Le tribalisme est l’un des problèmes qui touchent le plus la République démocratique du Congo. La situation est marquée par de grands moments d’instabilité, même si, ces dernières semaines, une volonté de lancer des initiatives de dialogue s’est fait jour, notamment chez les jeunes. C’est pourquoi Pressenza a interviewé Odia Nsenda, une Congolaise qui a émigré au Canada, où elle étudie la sociologie et travaille à la protection des droits humains.
Odia, la situation congolaise est-elle encore instable ?

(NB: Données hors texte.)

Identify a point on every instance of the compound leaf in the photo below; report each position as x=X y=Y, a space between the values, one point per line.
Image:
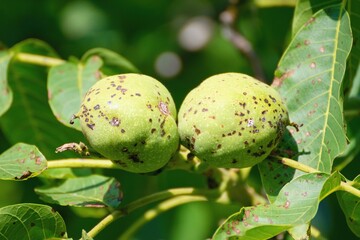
x=31 y=221
x=20 y=162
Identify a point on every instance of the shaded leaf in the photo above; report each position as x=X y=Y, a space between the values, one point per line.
x=20 y=162
x=274 y=3
x=296 y=204
x=114 y=63
x=31 y=221
x=350 y=205
x=309 y=78
x=67 y=85
x=30 y=118
x=305 y=9
x=5 y=92
x=89 y=191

La situation au Congo n’est pas stable, il y a des conflits dans presque toutes les provinces, il y a de l’insécurité. Le Congo est l’un des pays les plus pauvres du monde, le pourcentage est très élevé, et tout cela crée de l’instabilité. Les jeunes sont sans travail, ils sont obligés d’émigrer.
Quelles sont les principales urgences en cours ?

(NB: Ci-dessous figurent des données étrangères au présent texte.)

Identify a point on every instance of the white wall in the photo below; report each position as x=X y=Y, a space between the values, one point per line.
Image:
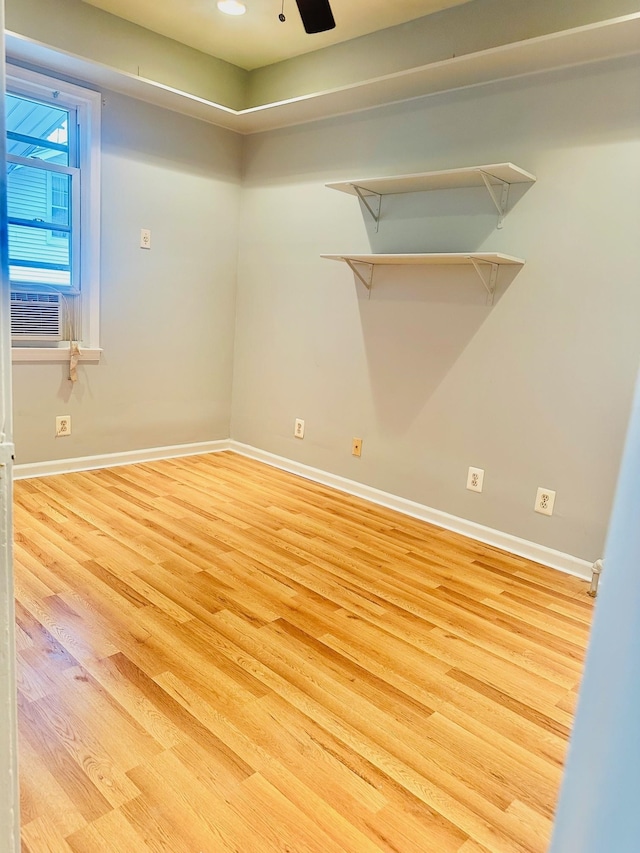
x=167 y=319
x=598 y=809
x=535 y=390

Chaque jour, il y a des cas continus de violence, surtout de violence sexuelle, surtout dans l’Est du pays. Il n’y a pas de paix. La délinquance est au plus haut niveau.

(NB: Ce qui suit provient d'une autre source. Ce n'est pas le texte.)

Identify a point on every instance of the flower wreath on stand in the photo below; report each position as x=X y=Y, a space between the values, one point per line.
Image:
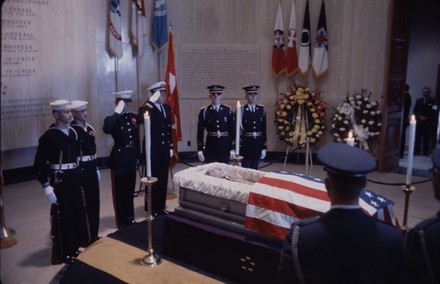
x=300 y=116
x=361 y=116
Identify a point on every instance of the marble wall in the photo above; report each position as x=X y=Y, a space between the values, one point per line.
x=55 y=49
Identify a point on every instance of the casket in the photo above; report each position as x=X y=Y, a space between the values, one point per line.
x=260 y=203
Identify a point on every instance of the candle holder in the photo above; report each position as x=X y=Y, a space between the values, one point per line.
x=237 y=160
x=150 y=259
x=407 y=190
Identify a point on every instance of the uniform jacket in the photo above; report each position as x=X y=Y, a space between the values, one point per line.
x=220 y=127
x=344 y=246
x=124 y=129
x=253 y=133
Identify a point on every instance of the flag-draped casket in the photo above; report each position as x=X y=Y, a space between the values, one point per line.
x=263 y=202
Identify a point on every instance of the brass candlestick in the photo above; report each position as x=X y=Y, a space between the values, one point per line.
x=237 y=160
x=407 y=189
x=150 y=259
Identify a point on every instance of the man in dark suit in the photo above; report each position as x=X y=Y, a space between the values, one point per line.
x=343 y=245
x=161 y=144
x=218 y=120
x=425 y=111
x=124 y=157
x=253 y=135
x=423 y=241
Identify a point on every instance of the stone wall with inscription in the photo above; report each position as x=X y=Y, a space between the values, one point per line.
x=55 y=49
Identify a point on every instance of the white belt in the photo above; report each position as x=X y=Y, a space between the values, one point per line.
x=69 y=166
x=87 y=158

Le tribalisme a toujours caractérisé le pays, est-il encore un obstacle au développement démocratique ?
Oui, le tribalisme est le mal du Congo, et il n’a pas commencé aujourd’hui. Il n’y a jamais eu de véritable réconciliation et il n’y a jamais eu de véritable justice contre ceux qui ont semé la haine et tué à cause du tribalisme. Il n’y a pas de démocratie sans justice. Il n’y a des chemins vers la paix que dans certains territoires, comme dans la ville de Kalemi, dans la province du Tanganyika, où pendant de nombreuses années il y a eu des conflits tribaux contre les Twa et les Bantous.
Ce sont les jeunes qui bougent, montrant qu’ils sont capables de faire de grands pas en avant. Les Twa font partie d’un groupe ethnique de pygmées, les premiers habitants du Congo, un peuple nomade qui vit dans la forêt. Les Bantous, en revanche, constituent un groupe ethnique plus impliqué dans l’agriculture et le commerce. Avec cette migration vers les rivières, les Bantous ont commencé à contrôler le territoire, établissant des lois contre les Twa et créant des inégalités structurelles dans la région, faisant en sorte que la population Twa se sente pauvre et vulnérable.
La discrimination contre un groupe ethnique, les inégalités structurelles et sociales peuvent conduire à la violence, à des conflits meurtriers et à des déplacements en quête de paix. C’est ce qui a poussé ces Twa à chercher refuge dans les villages voisins. Le conflit entre Twa et Bantou a commencé en 2013 suite à la rébellion des Bakata-Katanga, qui font partie de l’ethnie bantoue majoritaire. Il est arrivé à un point culminant. Le peuple Twa était fatigué de se battre, de se déplacer et de subir des violences et des conflits de toutes sortes, et ils ont donc contacté leurs frères bantous pour trouver enfin un terrain d’entente.
Cette initiative de paix des jeunes a été rendue possible grâce à l’Unfra, la Fao et l’Unesco. C’est la voie à suivre pour rendre possible un Congo différent et plus démocratique. C’est un exemple à suivre tant pour ceux qui sont restés au Congo que pour ceux qui vivent à l’étranger à cause de la diaspora.
L’un des grands problèmes du développement du Congo est l’exploitation des ressources naturelles. Comment est-il géré ? S’agit-il d’une urgence nationale ?
Le Congo dispose de nombreuses ressources naturelles, comme l’eau, le pétrole, les mines de cuivre, de cobalt, de diamants, d’or. Pour certains, cette richesse est la « malédiction » des Congolais. Comme l’a dit Denis Mukwenga lorsqu’il a reçu le prix Nobel de la paix, « mon pays est plein de la complicité de gens qui prétendent être nos dirigeants. Pillé pour son pouvoir, sa richesse et sa gloire. Pillé aux dépens de millions d’hommes, de femmes et d’enfants innocents, plongés dans une misère atroce, tandis que les profits de nos minéraux finissent dans les comptes obscurs d’une oligarchie prédatrice ».